Aclaradas cuestiones generales sobre cuándo (aquí) y
dónde (aquí) surgen las naciones ya se puede entrar en materia sobre el caso
español.
España experimenta uno de los procesos de transformación de un
estado de Antiguo Régimen que ya existía en nación, aunque con unos límites
geográficos que pronto serían mucho más restringidos, como se verá más adelante
En el primer amago constitucional español (la carta
otorgada de José Bonaparte de julio de 1808, conocida como Constitución de
Bayona o Estatuto de Bayona) se introducen elementos liberales moderados y
derechos importantes, pero es durante la Guerra de la Independencia cuando se
plantea la existencia de la Nación (así, con mayúscula inicial) como
alternativa a la monarquía absolutista y en paralelo a la abolición del sistema
feudal. De hecho, España fue el tercer país del mundo, después de EE.UU. y
Francia, en dotarse de una constitución y en presentarse ante el mundo como una
nación en el sentido contemporáneo del término. Todo muy bonito, lástima que
después se fuera al traste.
La idea de nación que se plasma en la constitución
de 1812 sigue la estela del modelo de la Francia revolucionaria, la Nación la
constituyen los ciudadanos, con sus derechos y sus deberes. No hay debate sobre
identidades, el nacionalismo romántico e identidario, de raíz conservadora,
todavía no se ha manifestado en ningún lugar
En los debates de las Cortes ya hay posicionamientos
distintos, no existen partidos políticos, pero sí bloques de diputados que se
van agrupando por la afinidad de sus ideas, desde los absolutistas hasta los
liberales que conciben al rey sometido al poder de las Cortes, con los
moderados defendiendo un poder compartido el entre rey y las Cortes. Es decir,
el abanico va desde el rechazo a la idea de nación a la defensa de que en ella
reside la soberanía y está formada por ciudadanos, sólo hombres, con derechos y
deberes.
No hay presencia significada de republicanos ni
surge debate alguno sobre posibles naciones distintas de la española en los
territorios europeos de España.
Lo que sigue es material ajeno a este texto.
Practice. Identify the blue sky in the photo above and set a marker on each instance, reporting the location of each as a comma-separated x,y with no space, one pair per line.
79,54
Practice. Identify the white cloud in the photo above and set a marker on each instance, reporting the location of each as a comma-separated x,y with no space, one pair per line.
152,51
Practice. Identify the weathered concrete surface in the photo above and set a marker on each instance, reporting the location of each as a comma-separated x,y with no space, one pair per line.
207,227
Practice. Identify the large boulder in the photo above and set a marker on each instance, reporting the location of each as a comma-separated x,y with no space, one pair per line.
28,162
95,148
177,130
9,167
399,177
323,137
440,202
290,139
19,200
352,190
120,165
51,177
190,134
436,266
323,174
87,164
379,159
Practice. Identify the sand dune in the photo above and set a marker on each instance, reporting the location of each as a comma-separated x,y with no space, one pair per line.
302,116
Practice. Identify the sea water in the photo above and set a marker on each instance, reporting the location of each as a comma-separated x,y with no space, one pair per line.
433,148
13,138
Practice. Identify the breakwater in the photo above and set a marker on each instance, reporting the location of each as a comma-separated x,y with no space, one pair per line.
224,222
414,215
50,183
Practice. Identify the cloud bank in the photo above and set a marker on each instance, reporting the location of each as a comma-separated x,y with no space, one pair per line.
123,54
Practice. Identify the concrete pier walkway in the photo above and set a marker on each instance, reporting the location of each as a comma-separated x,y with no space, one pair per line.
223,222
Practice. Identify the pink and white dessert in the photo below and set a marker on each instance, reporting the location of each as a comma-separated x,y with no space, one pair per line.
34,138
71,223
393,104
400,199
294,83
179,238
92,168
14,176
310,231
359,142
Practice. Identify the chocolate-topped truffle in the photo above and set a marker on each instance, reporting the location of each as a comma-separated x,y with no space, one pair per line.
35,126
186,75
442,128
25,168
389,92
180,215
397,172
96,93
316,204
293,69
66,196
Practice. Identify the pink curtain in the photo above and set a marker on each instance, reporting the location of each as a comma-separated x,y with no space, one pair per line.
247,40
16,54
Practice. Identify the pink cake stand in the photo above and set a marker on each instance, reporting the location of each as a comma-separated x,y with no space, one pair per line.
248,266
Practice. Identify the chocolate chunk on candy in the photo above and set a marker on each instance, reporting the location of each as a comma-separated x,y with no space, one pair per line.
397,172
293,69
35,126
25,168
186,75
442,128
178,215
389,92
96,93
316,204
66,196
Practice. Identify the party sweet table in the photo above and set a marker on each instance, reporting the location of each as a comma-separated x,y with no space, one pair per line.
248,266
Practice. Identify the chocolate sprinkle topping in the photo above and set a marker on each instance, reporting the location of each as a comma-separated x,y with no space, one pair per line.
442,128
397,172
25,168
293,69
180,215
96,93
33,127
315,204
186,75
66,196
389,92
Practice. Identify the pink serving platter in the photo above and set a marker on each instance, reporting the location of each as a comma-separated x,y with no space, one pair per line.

Cien años después de 1714 ningún representante
catalán, vasco o gallego planteó el debate sobre la existencia de más naciones
que la española
Sí se produce un primer debate entre el liberalismo
jacobinista, sector progresista defensor de posturas centralistas, y propuestas
que apuntan hacia el federalismo sin mencionarlo de forma explícita.
Ese debate se plantea sin pensar para nada en los
nacionalismo que hoy conocemos, sino con la cuestión de las colonias americanas
sobre la mesa. Y es que los conflictos territoriales son en España anteriores
incluso a su propia existencia como nación. Pero el caso de las colonias
americanas da para una nueva entrada y así será tratado.